Kuntilanak yang Bisa Berzikir di Toilet Bioskop Bandung Itu Kayaknya Punya Grup WhatsApp

Kuntilanak yang Bisa Berzikir di Toilet Bioskop Bandung Itu Kayaknya Punya Grup WhatsApp

Kuntilanak yang Bisa Berzikir di Toilet Bioskop Bandung Itu Kayaknya Punya Grup WhatsApp

MOJOK.COAneh betul, dua kuntilanak di dua bioskop berbeda bisa punya teknik menakut-nakuti yang sama. Jangan-jangan mereka konsolidasi dulu di grup WhatsApp.

Salah satu tempat favorit saya adalah bioskop. Dan saya pernah menyesal ketika mengiyakan ajakan teman buat nonton film di penayangan terakhir. Sebuah pengalaman terjadi. Pengalaman yang tak pernah saya kira sebelumnya ketika kuntilanak di toilet itu bisa menirukan kalimat zikir yang saya ucapkan.

Jadi begini ceritanya….

Setelah lulus SMA, sebelum kuliah masuk, saya banyak menghabiskan waktu untuk nonton film di bioskop. Udah bukan hobi lagi, tetapi saya kayak pengangguran. Saking banyaknya waktu yang saya punya.

Untuk menghabiskan waktu yang terlampau banyak, sampai-sampai sudah berasa jadi pengangguran, saya pengin nonton film.
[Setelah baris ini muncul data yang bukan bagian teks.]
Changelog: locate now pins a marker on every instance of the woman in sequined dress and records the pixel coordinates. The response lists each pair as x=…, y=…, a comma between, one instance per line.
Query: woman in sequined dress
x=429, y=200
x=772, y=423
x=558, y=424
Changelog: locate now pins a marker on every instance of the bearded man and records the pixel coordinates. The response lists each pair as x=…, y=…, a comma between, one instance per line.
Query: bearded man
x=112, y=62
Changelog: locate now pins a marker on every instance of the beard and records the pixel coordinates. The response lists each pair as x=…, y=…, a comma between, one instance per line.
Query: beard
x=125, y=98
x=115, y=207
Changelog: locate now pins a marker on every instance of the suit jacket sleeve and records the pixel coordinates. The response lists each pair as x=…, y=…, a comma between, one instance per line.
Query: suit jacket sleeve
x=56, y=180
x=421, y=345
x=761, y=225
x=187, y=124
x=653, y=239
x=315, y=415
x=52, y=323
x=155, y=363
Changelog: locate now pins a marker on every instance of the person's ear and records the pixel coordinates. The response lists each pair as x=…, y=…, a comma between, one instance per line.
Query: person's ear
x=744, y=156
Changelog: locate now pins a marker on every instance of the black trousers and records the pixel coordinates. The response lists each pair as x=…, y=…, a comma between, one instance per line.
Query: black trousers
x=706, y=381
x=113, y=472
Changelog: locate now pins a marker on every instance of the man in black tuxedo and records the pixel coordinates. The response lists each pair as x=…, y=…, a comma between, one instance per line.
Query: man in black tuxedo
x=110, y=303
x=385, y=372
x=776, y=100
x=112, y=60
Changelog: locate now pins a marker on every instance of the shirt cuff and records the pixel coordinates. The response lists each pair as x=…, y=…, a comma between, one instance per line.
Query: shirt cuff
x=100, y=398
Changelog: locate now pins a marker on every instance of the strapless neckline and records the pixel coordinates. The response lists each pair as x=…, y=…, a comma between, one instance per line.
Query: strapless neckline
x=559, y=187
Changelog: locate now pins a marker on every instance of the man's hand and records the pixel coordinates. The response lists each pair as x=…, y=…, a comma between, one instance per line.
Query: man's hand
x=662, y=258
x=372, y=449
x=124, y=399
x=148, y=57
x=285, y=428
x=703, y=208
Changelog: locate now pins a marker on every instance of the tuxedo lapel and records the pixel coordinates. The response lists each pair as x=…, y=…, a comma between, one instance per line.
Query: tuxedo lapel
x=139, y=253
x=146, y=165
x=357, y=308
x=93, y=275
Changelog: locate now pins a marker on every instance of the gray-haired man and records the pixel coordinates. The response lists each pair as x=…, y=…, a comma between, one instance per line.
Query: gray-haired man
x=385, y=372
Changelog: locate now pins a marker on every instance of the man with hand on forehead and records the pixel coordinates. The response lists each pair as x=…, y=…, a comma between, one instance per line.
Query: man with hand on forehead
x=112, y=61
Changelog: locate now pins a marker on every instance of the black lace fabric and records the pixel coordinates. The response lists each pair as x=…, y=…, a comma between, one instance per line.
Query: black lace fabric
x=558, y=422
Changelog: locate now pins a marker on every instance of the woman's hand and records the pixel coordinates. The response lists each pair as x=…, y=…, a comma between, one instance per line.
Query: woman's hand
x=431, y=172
Kali ini nggak sendirian, saya nonton bersama teman yang bernama Dea.

Dea, katanya, pengin nonton film horor yang diputar di penayangan terakhir. Ah, ya sudah, saya turuti saja. Toh bukan masalah bagi saya, mau siang atau malam, mau film horor atau bukan.

Singkat cerita, sekitar pukul 9.30 malam, kami sudah mau masuk teater. Namun Dea bilang ingin ke toilet terlebih dulu. “Ran, hayu anterin ke toilet dulu. Kebelet, nih. Daripada nanti kebelet pas pertengahan film.”

“Yaaahhh, bentar lagi mulai tau! Huh, yaudah, deh, ayo.”

Mau tidak mau, saya harus mengantar Dea. Kesalahan pertama malam itu pun terjadi. Kesalahan yang mengantar saya adu tatap dengan kuntilanak penunggu toilet di bioskop Bandung ini.

Saya menunggu di depan cermin ketika Dea sedang berada di dalam toilet. Ternyata toilet bioskop tidak seramai kalau siang. Ya iyalah, kayak gitu aja saya heran. Pemikiran itu yang membangkitkan rasa tidak nyaman. Sudah sendiri di depan cermin, suasananya sangat hening pula. Untung ada Dea di toilet, jadi ada suara gemericik air yang menjadi pengalih pikiran-pikiran buruk.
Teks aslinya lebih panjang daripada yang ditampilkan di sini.